La signora Maryam Rajavi, Presidente eletto del Consiglio nazionale della resistenza iraniana (NCRI) ha chiesto l’invio di una missione internazionale d’inchiesta in Iran per visitare queste due prigioni, e informarsi sul numero di morti e feriti, e sulle condizioni generali dei prigionieri, in particolare dei prigionieri politici.

Martedì 31 marzo 2020, i prigionieri nella prigione shibana di Ahwaz hanno protestato contro il rifiuto del regime di rilasciarli in modo da poter evitare di contrarre Coronavirus.

L’IRGC e le Forze Speciali hanno fatto irruzione nella prigione e hanno aperto il fuoco sui detenuti.
Colpi d’arma da fuoco si sono sentiti provenire dall’interno della prigione per diverse ore. Secondo testimoni oculari, dopo l’oscurità, alcune ambulanze sono entrate nella prigione e hanno scortato i prigionieri feriti fuori portandoli in luoghi sconosciuti.

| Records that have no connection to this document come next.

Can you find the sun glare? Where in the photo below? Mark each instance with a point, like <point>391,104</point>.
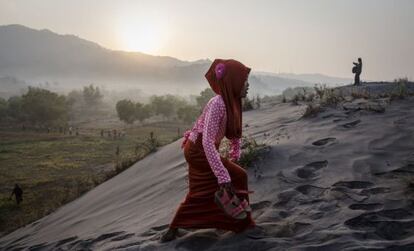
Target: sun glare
<point>143,36</point>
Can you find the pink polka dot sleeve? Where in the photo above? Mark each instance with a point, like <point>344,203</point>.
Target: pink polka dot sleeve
<point>235,149</point>
<point>212,120</point>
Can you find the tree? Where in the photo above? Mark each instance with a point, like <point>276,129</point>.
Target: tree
<point>162,105</point>
<point>126,111</point>
<point>3,109</point>
<point>92,96</point>
<point>14,109</point>
<point>188,113</point>
<point>142,112</point>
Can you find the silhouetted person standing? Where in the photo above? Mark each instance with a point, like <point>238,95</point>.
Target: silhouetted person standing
<point>18,193</point>
<point>357,69</point>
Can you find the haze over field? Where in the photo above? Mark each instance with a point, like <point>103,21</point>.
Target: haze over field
<point>297,36</point>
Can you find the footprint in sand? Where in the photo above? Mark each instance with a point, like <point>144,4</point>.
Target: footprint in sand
<point>202,240</point>
<point>354,184</point>
<point>366,207</point>
<point>260,205</point>
<point>312,191</point>
<point>64,241</point>
<point>395,224</point>
<point>351,124</point>
<point>323,142</point>
<point>375,190</point>
<point>309,171</point>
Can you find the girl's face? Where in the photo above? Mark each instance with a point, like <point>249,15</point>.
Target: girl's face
<point>245,89</point>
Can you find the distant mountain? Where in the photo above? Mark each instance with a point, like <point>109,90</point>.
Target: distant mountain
<point>36,56</point>
<point>314,78</point>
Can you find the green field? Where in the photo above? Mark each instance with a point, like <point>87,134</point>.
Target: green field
<point>53,168</point>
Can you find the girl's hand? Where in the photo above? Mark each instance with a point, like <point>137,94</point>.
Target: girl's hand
<point>228,186</point>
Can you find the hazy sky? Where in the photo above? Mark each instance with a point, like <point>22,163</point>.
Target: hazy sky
<point>300,36</point>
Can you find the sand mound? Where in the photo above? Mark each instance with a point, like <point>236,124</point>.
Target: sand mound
<point>337,181</point>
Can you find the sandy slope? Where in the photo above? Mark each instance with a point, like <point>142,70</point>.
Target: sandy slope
<point>334,182</point>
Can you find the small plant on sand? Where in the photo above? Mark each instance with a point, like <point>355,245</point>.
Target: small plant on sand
<point>311,110</point>
<point>295,99</point>
<point>400,91</point>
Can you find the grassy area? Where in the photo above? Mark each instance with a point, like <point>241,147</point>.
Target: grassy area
<point>53,168</point>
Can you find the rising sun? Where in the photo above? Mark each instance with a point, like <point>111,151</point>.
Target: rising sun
<point>142,37</point>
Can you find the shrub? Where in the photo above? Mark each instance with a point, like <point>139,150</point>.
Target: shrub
<point>311,110</point>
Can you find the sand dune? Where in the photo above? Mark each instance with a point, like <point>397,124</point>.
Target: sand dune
<point>338,181</point>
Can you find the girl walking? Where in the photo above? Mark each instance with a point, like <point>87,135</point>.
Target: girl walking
<point>207,170</point>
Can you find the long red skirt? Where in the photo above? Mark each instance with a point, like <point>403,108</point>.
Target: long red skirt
<point>198,210</point>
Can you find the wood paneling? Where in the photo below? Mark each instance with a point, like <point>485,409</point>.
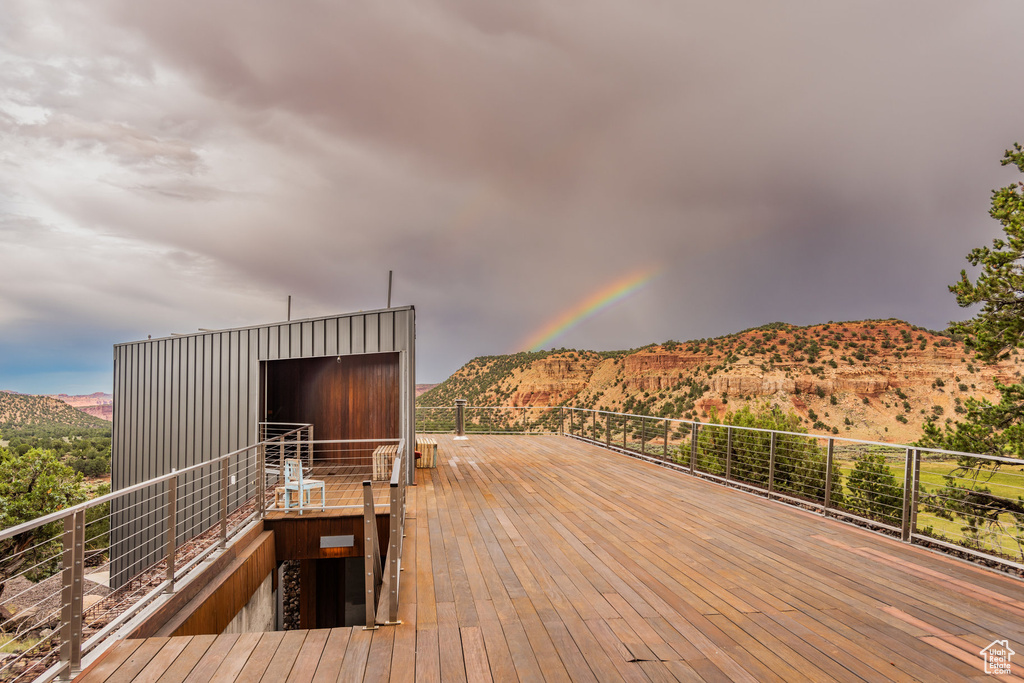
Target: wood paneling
<point>183,600</point>
<point>344,397</point>
<point>213,609</point>
<point>297,538</point>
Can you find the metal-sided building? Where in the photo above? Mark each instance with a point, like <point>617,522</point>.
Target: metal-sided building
<point>185,399</point>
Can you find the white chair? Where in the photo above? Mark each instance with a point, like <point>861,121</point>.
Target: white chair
<point>295,481</point>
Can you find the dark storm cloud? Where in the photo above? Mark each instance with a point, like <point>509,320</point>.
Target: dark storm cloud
<point>189,164</point>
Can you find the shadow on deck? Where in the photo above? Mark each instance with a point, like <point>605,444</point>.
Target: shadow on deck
<point>544,558</point>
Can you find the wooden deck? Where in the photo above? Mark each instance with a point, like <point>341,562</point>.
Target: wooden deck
<point>344,494</point>
<point>541,558</point>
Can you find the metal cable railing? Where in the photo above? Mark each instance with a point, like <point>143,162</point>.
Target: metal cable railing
<point>970,503</point>
<point>155,534</point>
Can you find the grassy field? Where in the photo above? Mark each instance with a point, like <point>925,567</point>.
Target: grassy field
<point>1008,482</point>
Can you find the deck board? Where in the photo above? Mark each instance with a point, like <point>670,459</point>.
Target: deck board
<point>541,558</point>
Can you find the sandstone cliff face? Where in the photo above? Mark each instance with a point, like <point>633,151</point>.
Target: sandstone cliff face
<point>870,379</point>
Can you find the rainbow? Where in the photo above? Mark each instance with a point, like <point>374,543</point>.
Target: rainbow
<point>593,304</point>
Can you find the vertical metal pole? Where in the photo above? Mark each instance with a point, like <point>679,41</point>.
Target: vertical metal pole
<point>907,495</point>
<point>223,502</point>
<point>460,418</point>
<point>261,473</point>
<point>172,516</point>
<point>394,553</point>
<point>828,466</point>
<point>916,491</point>
<point>72,593</point>
<point>309,444</point>
<point>66,595</point>
<point>728,453</point>
<point>371,553</point>
<point>693,447</point>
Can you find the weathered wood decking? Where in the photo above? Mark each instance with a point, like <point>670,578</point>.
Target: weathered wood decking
<point>542,558</point>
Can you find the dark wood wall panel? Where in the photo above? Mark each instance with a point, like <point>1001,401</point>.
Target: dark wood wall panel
<point>344,397</point>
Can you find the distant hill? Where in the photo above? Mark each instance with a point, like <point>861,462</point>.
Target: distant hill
<point>868,379</point>
<point>42,414</point>
<point>98,404</point>
<point>423,388</point>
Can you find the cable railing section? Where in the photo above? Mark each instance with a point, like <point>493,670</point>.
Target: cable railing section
<point>488,420</point>
<point>964,503</point>
<point>55,606</point>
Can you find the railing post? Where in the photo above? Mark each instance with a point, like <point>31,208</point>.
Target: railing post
<point>460,418</point>
<point>71,594</point>
<point>223,501</point>
<point>728,453</point>
<point>907,495</point>
<point>394,553</point>
<point>371,552</point>
<point>916,491</point>
<point>828,466</point>
<point>693,447</point>
<point>172,516</point>
<point>309,443</point>
<point>261,473</point>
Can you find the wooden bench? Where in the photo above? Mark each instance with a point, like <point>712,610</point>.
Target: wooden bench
<point>428,452</point>
<point>384,461</point>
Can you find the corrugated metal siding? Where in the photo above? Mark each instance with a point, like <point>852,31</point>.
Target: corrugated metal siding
<point>182,400</point>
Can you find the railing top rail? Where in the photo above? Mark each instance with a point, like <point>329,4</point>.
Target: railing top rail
<point>1001,459</point>
<point>387,439</point>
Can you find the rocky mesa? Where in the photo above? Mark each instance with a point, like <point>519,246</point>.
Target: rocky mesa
<point>868,379</point>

La signora Rajavi ha esortato l’Alto Commissario delle Nazioni Unite per i diritti umani, il relatore speciale sulla situazione dei diritti umani in Iran e altri organismi internazionali ad agire immediatamente per costringere il regime a rivelare dove si trovano e le condizioni dei detenuti e dei prigionieri feriti scomparsi.

Ha anche invitato le famiglie, i parenti e gli amici dei detenuti a seguire le condizioni dei prigionieri e a perseverare fino a quando non saranno rilasciati incondizionatamente.
Il regime clericale deve liberarli tutti e questo è l’unico modo per salvarli da Coronavirus.